Black Lives, Black Art

Black Lives, Black Art January 17, 2017

Sedrick Huckaby. From Glory to Glory, 2016. Oil on canvas on panel. 80 x 30 inches.

I happened to be re-reading Uncle Tom’s Cabin when the current issue of Image (#90) arrived in the mail. So I was especially interested in Joe Milazzo’s essay on the work of African American artist Sedrick Huckaby.

In Harriet Beecher Stowe’s 1851 novel, even the kindest and most compassionate white people refer to their slaves as “articles.” The less kind whites simply assume that “n*****s” are “property.” The sale of this property is big business, and “traders” (as they call their profession) separate husbands from wives, children from parents, without any more moral awareness than you’d have in separating perennials in your garden.

Even after the Civil War and the passage of the Thirteenth, Fourteenth, and Fifteenth Amendments, the demeaning of an entire race of Americans continued.
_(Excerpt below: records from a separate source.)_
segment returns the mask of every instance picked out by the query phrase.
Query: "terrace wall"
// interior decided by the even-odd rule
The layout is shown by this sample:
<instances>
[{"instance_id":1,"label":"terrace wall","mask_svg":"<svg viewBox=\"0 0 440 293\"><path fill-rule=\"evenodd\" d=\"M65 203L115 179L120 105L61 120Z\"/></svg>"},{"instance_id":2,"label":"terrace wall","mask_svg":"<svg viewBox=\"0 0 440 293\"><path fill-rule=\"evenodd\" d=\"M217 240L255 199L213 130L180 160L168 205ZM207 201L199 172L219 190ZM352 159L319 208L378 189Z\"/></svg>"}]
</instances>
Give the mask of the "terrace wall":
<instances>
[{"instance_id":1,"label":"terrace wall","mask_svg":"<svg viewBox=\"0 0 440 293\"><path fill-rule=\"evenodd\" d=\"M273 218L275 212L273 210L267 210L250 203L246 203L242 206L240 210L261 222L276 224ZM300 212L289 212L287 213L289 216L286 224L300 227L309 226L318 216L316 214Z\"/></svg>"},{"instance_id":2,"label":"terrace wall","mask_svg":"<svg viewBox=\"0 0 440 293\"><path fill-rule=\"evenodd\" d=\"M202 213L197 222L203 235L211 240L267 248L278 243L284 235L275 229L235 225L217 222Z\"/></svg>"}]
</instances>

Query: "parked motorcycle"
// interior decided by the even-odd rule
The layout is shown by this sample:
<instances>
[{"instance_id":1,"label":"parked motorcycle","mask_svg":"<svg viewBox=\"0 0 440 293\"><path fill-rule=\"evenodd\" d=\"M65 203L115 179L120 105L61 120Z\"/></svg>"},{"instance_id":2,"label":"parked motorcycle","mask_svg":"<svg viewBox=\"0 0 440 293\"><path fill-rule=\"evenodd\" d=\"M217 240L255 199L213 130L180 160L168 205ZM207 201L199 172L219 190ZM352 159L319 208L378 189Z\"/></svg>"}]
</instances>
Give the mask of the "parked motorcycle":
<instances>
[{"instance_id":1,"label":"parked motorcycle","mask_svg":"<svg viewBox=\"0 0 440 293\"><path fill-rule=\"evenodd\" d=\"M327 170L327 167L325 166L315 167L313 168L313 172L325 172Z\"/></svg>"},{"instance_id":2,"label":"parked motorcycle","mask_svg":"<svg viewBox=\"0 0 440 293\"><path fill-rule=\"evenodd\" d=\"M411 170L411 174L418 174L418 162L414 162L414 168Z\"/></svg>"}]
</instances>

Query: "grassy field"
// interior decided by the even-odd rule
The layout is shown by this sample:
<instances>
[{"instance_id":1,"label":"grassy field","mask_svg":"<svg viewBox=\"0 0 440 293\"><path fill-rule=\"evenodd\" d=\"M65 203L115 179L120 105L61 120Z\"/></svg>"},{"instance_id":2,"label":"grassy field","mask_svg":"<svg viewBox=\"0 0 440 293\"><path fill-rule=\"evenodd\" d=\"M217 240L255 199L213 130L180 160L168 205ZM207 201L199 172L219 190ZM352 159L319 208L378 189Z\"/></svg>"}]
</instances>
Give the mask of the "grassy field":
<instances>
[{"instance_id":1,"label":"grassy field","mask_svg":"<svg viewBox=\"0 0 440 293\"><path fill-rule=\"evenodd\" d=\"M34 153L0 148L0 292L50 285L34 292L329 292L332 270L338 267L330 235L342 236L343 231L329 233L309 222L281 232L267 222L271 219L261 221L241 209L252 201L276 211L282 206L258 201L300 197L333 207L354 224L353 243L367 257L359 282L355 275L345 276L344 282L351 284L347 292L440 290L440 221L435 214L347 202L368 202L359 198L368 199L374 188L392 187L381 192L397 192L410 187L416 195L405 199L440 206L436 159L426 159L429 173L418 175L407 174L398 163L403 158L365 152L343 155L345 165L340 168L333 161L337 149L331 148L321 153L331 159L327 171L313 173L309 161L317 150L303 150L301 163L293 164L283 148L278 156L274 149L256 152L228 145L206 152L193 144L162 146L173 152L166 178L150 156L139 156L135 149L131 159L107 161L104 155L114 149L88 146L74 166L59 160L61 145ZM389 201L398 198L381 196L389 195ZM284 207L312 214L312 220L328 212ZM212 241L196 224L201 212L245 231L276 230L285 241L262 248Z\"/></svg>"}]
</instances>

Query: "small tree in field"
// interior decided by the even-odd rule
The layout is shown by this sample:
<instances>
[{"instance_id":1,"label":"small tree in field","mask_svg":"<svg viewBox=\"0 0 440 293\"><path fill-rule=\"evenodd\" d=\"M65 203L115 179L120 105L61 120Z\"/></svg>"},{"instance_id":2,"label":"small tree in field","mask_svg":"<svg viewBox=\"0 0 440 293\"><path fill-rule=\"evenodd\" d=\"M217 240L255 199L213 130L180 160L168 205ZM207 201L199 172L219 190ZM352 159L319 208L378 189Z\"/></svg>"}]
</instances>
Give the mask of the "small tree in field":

I don’t need to rehearse the various incarnations of the Klan, nor the demeaning Jim Crow laws, right up to the current mass incarceration of black men—which, again, separates fathers and brothers from their families.
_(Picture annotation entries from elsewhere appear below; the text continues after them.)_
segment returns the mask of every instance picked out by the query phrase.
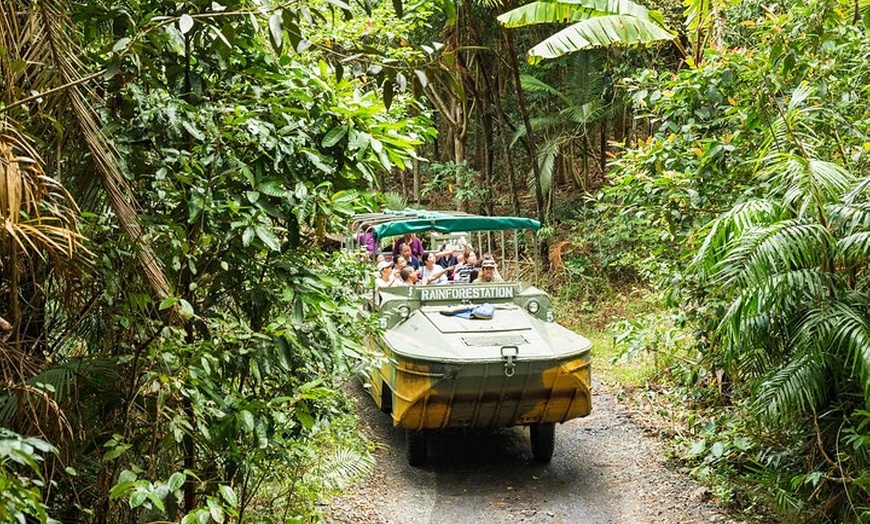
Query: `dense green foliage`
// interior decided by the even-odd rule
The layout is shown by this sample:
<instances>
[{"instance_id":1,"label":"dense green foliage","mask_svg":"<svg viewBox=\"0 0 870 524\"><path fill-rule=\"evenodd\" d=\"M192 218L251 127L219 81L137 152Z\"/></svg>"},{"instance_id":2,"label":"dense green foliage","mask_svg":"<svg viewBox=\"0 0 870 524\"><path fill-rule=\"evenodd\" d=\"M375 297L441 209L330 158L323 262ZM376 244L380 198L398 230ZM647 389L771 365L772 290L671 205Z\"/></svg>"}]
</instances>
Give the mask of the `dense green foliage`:
<instances>
[{"instance_id":1,"label":"dense green foliage","mask_svg":"<svg viewBox=\"0 0 870 524\"><path fill-rule=\"evenodd\" d=\"M865 4L0 4L0 517L317 520L375 329L325 246L425 199L663 296L617 342L735 509L867 521Z\"/></svg>"},{"instance_id":2,"label":"dense green foliage","mask_svg":"<svg viewBox=\"0 0 870 524\"><path fill-rule=\"evenodd\" d=\"M59 447L44 493L66 521L311 520L370 465L337 390L374 329L356 314L368 276L320 246L432 131L404 98L387 110L365 71L278 45L301 45L304 14L201 4L3 7L4 71L36 52L13 21L38 28L48 73L103 71L101 98L15 107L10 86L0 136L4 187L30 184L49 218L63 178L81 210L77 228L21 229L2 251L0 424ZM330 8L310 9L322 29ZM18 81L54 87L27 67ZM35 215L19 207L4 200L4 219ZM13 511L46 521L34 485L14 485Z\"/></svg>"},{"instance_id":3,"label":"dense green foliage","mask_svg":"<svg viewBox=\"0 0 870 524\"><path fill-rule=\"evenodd\" d=\"M870 518L870 41L853 14L743 4L733 47L629 80L657 131L606 190L671 246L659 258L698 359L675 378L732 406L696 419L687 456L752 485L739 500L811 521Z\"/></svg>"}]
</instances>

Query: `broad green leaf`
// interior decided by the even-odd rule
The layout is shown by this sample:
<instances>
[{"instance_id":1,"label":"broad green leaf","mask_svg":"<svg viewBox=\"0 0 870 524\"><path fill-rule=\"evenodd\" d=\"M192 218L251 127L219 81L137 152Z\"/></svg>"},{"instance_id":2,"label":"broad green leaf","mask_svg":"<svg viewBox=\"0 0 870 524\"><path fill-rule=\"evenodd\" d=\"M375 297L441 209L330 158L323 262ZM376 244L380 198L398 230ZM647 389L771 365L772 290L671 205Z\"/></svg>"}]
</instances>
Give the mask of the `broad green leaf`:
<instances>
[{"instance_id":1,"label":"broad green leaf","mask_svg":"<svg viewBox=\"0 0 870 524\"><path fill-rule=\"evenodd\" d=\"M563 0L532 2L498 16L505 27L531 24L571 23L596 16L625 15L650 20L649 10L630 0Z\"/></svg>"},{"instance_id":2,"label":"broad green leaf","mask_svg":"<svg viewBox=\"0 0 870 524\"><path fill-rule=\"evenodd\" d=\"M178 304L181 306L181 311L183 311L186 315L194 315L193 306L190 305L190 302L182 298L178 300Z\"/></svg>"},{"instance_id":3,"label":"broad green leaf","mask_svg":"<svg viewBox=\"0 0 870 524\"><path fill-rule=\"evenodd\" d=\"M254 431L254 415L251 414L250 411L243 409L239 416L242 419L242 424L245 426L247 431Z\"/></svg>"},{"instance_id":4,"label":"broad green leaf","mask_svg":"<svg viewBox=\"0 0 870 524\"><path fill-rule=\"evenodd\" d=\"M233 491L233 488L221 484L218 487L218 491L220 492L221 497L223 497L223 499L226 501L227 504L230 505L230 507L235 508L239 505L239 499L236 497L236 492Z\"/></svg>"},{"instance_id":5,"label":"broad green leaf","mask_svg":"<svg viewBox=\"0 0 870 524\"><path fill-rule=\"evenodd\" d=\"M269 226L257 224L254 229L257 232L257 238L263 241L266 246L272 251L281 251L281 240L272 232Z\"/></svg>"},{"instance_id":6,"label":"broad green leaf","mask_svg":"<svg viewBox=\"0 0 870 524\"><path fill-rule=\"evenodd\" d=\"M281 180L266 180L257 188L261 193L265 193L269 196L274 197L282 197L287 192L287 189L284 188L284 183Z\"/></svg>"},{"instance_id":7,"label":"broad green leaf","mask_svg":"<svg viewBox=\"0 0 870 524\"><path fill-rule=\"evenodd\" d=\"M134 491L132 495L130 495L130 508L138 508L145 501L148 500L148 493L145 491Z\"/></svg>"},{"instance_id":8,"label":"broad green leaf","mask_svg":"<svg viewBox=\"0 0 870 524\"><path fill-rule=\"evenodd\" d=\"M117 42L115 42L115 45L112 46L112 52L117 53L117 52L121 51L122 49L127 47L127 44L129 44L129 43L130 43L130 39L127 37L124 37L124 38L118 40Z\"/></svg>"},{"instance_id":9,"label":"broad green leaf","mask_svg":"<svg viewBox=\"0 0 870 524\"><path fill-rule=\"evenodd\" d=\"M178 19L178 30L181 34L186 35L193 28L193 17L188 14L181 15Z\"/></svg>"},{"instance_id":10,"label":"broad green leaf","mask_svg":"<svg viewBox=\"0 0 870 524\"><path fill-rule=\"evenodd\" d=\"M529 50L530 64L542 59L615 44L648 44L659 40L671 40L674 35L652 22L630 16L601 16L572 25L547 38Z\"/></svg>"},{"instance_id":11,"label":"broad green leaf","mask_svg":"<svg viewBox=\"0 0 870 524\"><path fill-rule=\"evenodd\" d=\"M136 485L136 481L134 481L134 480L128 480L125 482L118 482L117 484L112 486L112 489L109 491L109 498L110 499L117 499L117 498L123 497L127 493L129 493L130 490L132 490L135 485Z\"/></svg>"},{"instance_id":12,"label":"broad green leaf","mask_svg":"<svg viewBox=\"0 0 870 524\"><path fill-rule=\"evenodd\" d=\"M320 145L323 147L332 147L337 144L344 135L347 134L347 125L341 124L339 126L335 126L329 130L328 133L323 137L323 140L320 142Z\"/></svg>"},{"instance_id":13,"label":"broad green leaf","mask_svg":"<svg viewBox=\"0 0 870 524\"><path fill-rule=\"evenodd\" d=\"M281 16L281 11L278 10L269 17L269 38L272 41L272 47L275 49L275 52L279 54L284 42L283 35L283 17Z\"/></svg>"},{"instance_id":14,"label":"broad green leaf","mask_svg":"<svg viewBox=\"0 0 870 524\"><path fill-rule=\"evenodd\" d=\"M133 447L133 446L130 444L122 444L120 446L115 446L114 448L110 449L109 451L107 451L103 455L103 460L106 462L108 462L110 460L114 460L114 459L120 457L121 455L123 455L124 452L127 451L128 449L130 449L131 447Z\"/></svg>"},{"instance_id":15,"label":"broad green leaf","mask_svg":"<svg viewBox=\"0 0 870 524\"><path fill-rule=\"evenodd\" d=\"M250 226L246 227L245 232L242 233L242 245L245 247L250 246L251 240L254 239L255 234L256 234L256 232L254 231L254 228L252 228Z\"/></svg>"},{"instance_id":16,"label":"broad green leaf","mask_svg":"<svg viewBox=\"0 0 870 524\"><path fill-rule=\"evenodd\" d=\"M169 491L177 491L184 485L184 481L187 480L187 477L184 473L175 472L169 477L169 481L166 483L166 487Z\"/></svg>"},{"instance_id":17,"label":"broad green leaf","mask_svg":"<svg viewBox=\"0 0 870 524\"><path fill-rule=\"evenodd\" d=\"M174 306L177 303L178 303L178 297L166 297L160 302L159 309L160 309L160 311L163 311L164 309L171 308L172 306Z\"/></svg>"},{"instance_id":18,"label":"broad green leaf","mask_svg":"<svg viewBox=\"0 0 870 524\"><path fill-rule=\"evenodd\" d=\"M342 2L342 0L326 0L326 1L329 2L330 4L336 6L336 7L344 9L345 11L350 11L350 6L347 5L345 2Z\"/></svg>"}]
</instances>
Sedrick Huckaby. If Perhaps by Chance, I Find Myself Encaged…, 2016. Oil on canvas, oil wood, wire, and CelluClay. 38 1/2 x 37 x 11 inches. Photo: Teresa Rafidi.

Sedrick Huckaby’s painting If Perhaps By Chance, I Find Myself Encaged… expresses this forced separation: as Milazzo notes, the encaged father in this painting is barely touched by his wife and is visually totally separated from his disturbed, puzzled-looking children. In another set of portraits, Three Forbidden F Words: Faith, Family, and Fathers, a family is separated yet again, this time each in their own frames. A daughter’s portrait is aptly titled—The Family: Halle Lujah—breaking apart any hallelujah that the separated family might want to sing.

While a paintings like Encaged or Three Forbidden F Words depict how American history up to the present has damaged black families, other of Huckaby’s paintings celebrate black cultural heritage—mainly through paintings inspired by quilts.

Huckaby grew up surrounded by quilt-making: his grandmother, mother, and aunts all made quilts, as his wife still does. My favorite of his quilt paintings reprinted in Image is From Glory to Glory, an abstract image of an intensely colorful quilt. This painting, in effect, re-joins the Halle and Lujah in an ecstatic Glory.

Viewing Huckaby’s quilt art recalled for me a visit my husband and I made in 2009 to Gee’s Bend, Alabama. We were making a self-designed Civil Rights pilgrimage during our drive home to New York after teaching a summer course in Mobile.

Before reaching Birmingham (with its state-of-the-art Civil Rights Museum, complete with a re-creation of the cell where Martin Luther King wrote his “Letter from a Birmingham Jail”), we stopped at the Montgomery Civil Rights Museum, also state-of-the-art, which has a real 1950s bus where you can sit next to a statue of Rosa Parks.

From Montgomery we drove the fifty-four miles to Selma. We were pleased by—yet also scornful of—the glitzy state museum halfway along the Montgomery-Selma route. The museum celebrates the Civil Rights Movement and the 1965 Selma to Montgomery march, which had been brutally repressed by state troopers only forty-four years previously.

What a turnaround: now Alabama’s civil rights history was (hypocritically, I thought) a tourist attraction.

But Gee’s Bend was a special treasure. Named for a bend in the Alabama River, the tiny town was once the cotton plantation of Joseph Gee and then Mark Pettway. After the Civil War, when Pettway’s slaves were freed, they remained on the plantation’s land, took Pettway as their last name, and created a hideaway African American community.

The black Pettway women had long created quilts—for at least six generations, it’s said. But no one outside the surrounding area knew how creatively gorgeous these quilts were until art collector William Arnett, while researching the history of African-American popular art, stumbled upon a photograph of one of the quilts. He set out to find the quilt and its maker, and his search led him to Gee’s Bend.

Astounded by the uniquely abstract imagery of the quilts he saw there, Arnett set up a foundation to bring the quilts to major museums for exhibition.

By the time George and I visited Gee’s Bend, its Quilt Collective was quite famous, and the quilts appropriately pricey. I bought two (each signed by a Pettway): one for my bed, and one to hang on the guestroom wall. (I thought of the money paid as my personal reparations.)

Still today, touching the quilt on my bed, I feel a visceral connection with these women, whose lives and ancestry are so different from mine.

I wish that Harriet Beecher Stowe could come back to life and visit the Gee’s Bend Quilt Collective. It would justify her faith that the human spirit is able to rise above attempts to crush it and that it can create beauty out of a heritage of suffering. I think she’d delightedly buy a quilt, and one of Sedrick Huckaby’s paintings, too.